I'm taking the deep dive into x86-64 assembly. Or at least I'm dipping my toes.

Introduction to assembly

Because my computer has a 64 bits CPU, the easiest way to get started is probably to use the assembly that works on my computer. That would be x86-64, although I sometimes see the terms x64 or amd64 being used too. I am new to assembly. I have seen some assembly code and have studied 68K assembly at university. But that was only on paper. I've never actually compiled and run assembly code. I want to remedy that.

Looking for x64 linux assembly on DuckDuckGo, I find this Stackoverflow thread that has some good tips on learning assembly, both on what to do and what not to do.

What not to do:

The Intel documentation is a bad place to start learning assembler.

What to do:

Take a look here (http://asm.sourceforge.net) it's the best place for Linux Assembly development, you will find resources, docs and links.

This website, asm.sourceforge.net, seems a bit complicated though. So I try to find some easier guides, ideally aimed at total beginners. This series of tutorials by 0xAX turns is a goldmine. It documents the learning steps for x86-64 assembly. It looks like a great place to start learning assembly. It lists basic information like what registers are available and their different forms (64 bits, 32 bits, etc) with the corresponding names (ie rax, eax, ax, al for the first register).

It gives the command I need to install the NASM compiler on Ubuntu:

sudo apt-get install nasm

And the commands I need to compile and link assembly file to actually get a working program:

nasm -f elf64 -o hello.o hello.asm
ld -o hello hello.o

As is assembly for the most part, nasm is new to me. I'd like to know more. DuckDuckGo leads me to the nasm documentation. I highly recommend glancing through it: it is easy to read and contains lots of tips for assembly development with nasm.

nasm-docs-1

One thing this documentation teaches me is that there are 3 different ways to define strings with nasm:

db 'Hello world', 10 ; with single quotes
db "Hello world", 10 ; with double quotes
db `Hello world\n`   ; with backticks, \n, \r, \t, etc are available

This documentation also gives a trick to get the length of a string. It looks like a pointer subtraction, $ being the pointer to the current instruction, ie the end of the string, and message being the pointer to the beginning of the string:

message db  'hello, world'
msglen  equ $-message

Calling conventions

School 42 has a course on assembly. It says the following:

Be aware of the "calling conventions"

Not knowing what "calling conventions" are, I go back to DuckDuckGo which leads me to wiki.osdev.org:

calling-conventions-1

What I understand from this graphic is that the "calling convention" defines what registers have which role when I call a function. For instance, if I call a function with 2 parameters, I'll put the first parameter value in rdi and the second parameter value in rsi. The function must put the return value in rax.

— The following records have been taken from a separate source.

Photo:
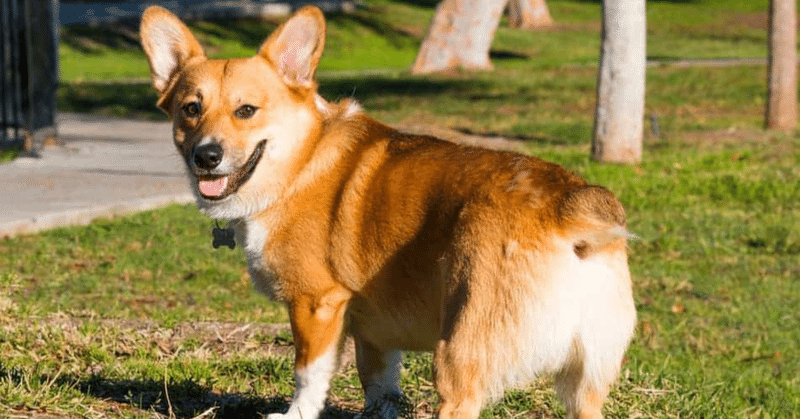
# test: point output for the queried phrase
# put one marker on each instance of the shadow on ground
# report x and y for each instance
(186, 399)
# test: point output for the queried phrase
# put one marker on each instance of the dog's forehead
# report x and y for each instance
(231, 78)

This means that, where I would do this in C:

int return_value_of_my_function = my_function(42);
printf("%d\n", return_value_of_my_function);

In assembly, I would do this (pseudo-code):

rdi <= 42
call my_function
rdi <= "%d\n"
rsi <= rax
call printf

Stack alignment

In school 42's e-learning platform, the video dedicated to assembly talks about "stack alignment", without giving much information about what it is. Searching for "stack alignment" on DuckDuckGo, I find this StackOverflow answer on "stack alignment" which is a great introduction to the topic. Worth a read!

First program, without libc

Now that I have the basics down, I want to create a real program. One that I can run in my terminal. I start with "Hello world".

To write a functional "Hello world", I need to call the write system call. How can I do a syscall with nasm though? A Stackoverflow question about syscalls suggests reading the psABI-x86-64. And here is what that document says:

A system-call is done via the syscall instruction. The kernel destroys registers %rcx and %r11.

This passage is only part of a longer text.